Emeutes après la mort de Nahel : “La très grande majorité des parents des quartiers populaires tiennent leurs enfants le soir”, estime le sociologue Fabien Truong

by Folivao

6 comments
  1. Le quartier qui a été complètement torché chez moi est le lieu de résidence de plus de sept mille personnes. La plus grande partie de cette population est constituée de jeunes. Même en gardant à l’esprit que l’essentiel des gens tiennent leurs enfants le soir, la fameuse minorité restante reste largement notable.

    L’urbanisme est donc, comme on le dit déjà assez souvent, un des thèmes essentiels.

  2. On peut monter à cinq dans une voiture, mais une seule personne suffit pour la cramer.

  3. C’est une évidence, la très grande majorité des habitants des quartiers populaires sont des citoyens normaux comme les autres n’aspirant qu’a une vie tranquille. Ce sont eux les premières victimes des émeutiers. C’est pour ça que les discours généralisant type rn sur la religion, la couleur de peau ou l’immigration sont à côté de la plaque. Après la vraie question est comment gère-t-on les quelques dizaines? de milliers de personnes qui foutent le bordel et comment ? Les personnes arrêtées ne sont pas très révélatrices et au-delà du potentiel manque d’éducation ou de l’absence des parents, il y a surtout une culture partagée par certains des émeutiers qui semble toxique.

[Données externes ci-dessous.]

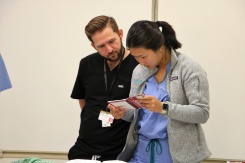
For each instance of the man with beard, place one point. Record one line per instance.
(102, 76)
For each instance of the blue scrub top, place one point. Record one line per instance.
(153, 138)
(153, 125)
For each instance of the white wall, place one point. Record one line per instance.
(213, 33)
(42, 42)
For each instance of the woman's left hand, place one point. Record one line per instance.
(151, 103)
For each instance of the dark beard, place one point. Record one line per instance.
(119, 56)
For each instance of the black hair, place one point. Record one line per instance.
(147, 34)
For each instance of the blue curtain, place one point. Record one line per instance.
(5, 82)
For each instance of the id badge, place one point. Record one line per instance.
(106, 118)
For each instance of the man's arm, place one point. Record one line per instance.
(82, 103)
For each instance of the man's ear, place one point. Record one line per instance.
(92, 44)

  4. Tous les jeunes de quartiers populaires ne sont pas des soucis…mais

  5. > **La très grande majorité des parents des quartiers populaires tiennent leurs enfants le soir**

    .. et sont les premières victimes.

    Les écoles brulées

    Plus de bus, plus de tram, plus de médiathèque, plus de centre d’action social etc…

    Tout brulé

    La voiture est cramée pour aller au taf

    La garderie fermée.

    Les capriceux ont fait leur cri-crise existentielle.

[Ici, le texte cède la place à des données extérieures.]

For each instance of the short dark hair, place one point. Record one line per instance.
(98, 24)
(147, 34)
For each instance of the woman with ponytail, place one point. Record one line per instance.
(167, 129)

  6. La notion de majorité vs minorité est plus vraiment pertinente, c’est pas une question de minorité mais d’existence même.

    Ceux qui font de l’évasion fiscale sont une minorité aussi, c’est pas le nombre le problème mais le fait.

    Ne pas faire l’amalgame ne doit pas empêcher de parler des problèmes et de chercher à les résoudre.

    C’est un réflexe naturel de se concentrer sur ce qui dénote et qui est l’exception problématique, le cerveau humain ne vois pas ce qui va pour ne pas être surchargé de superflu.

    On voit donc ce qui ne va pas.

    Les statistiques te diront que les espèces venimeuses sont minoritaires dans la jungle donc faut pas faire de généralités.

    Donc heureusement que la majorité des gens se comportent bien, et les gens le savent, mais il est toujours bon de le montrer et de le rappeler. C’est juste que l’argument de majorité vs minorité ne doit pas être un biais qui minimiserai une réalité dont la majorité des gens des quartiers sont victimes.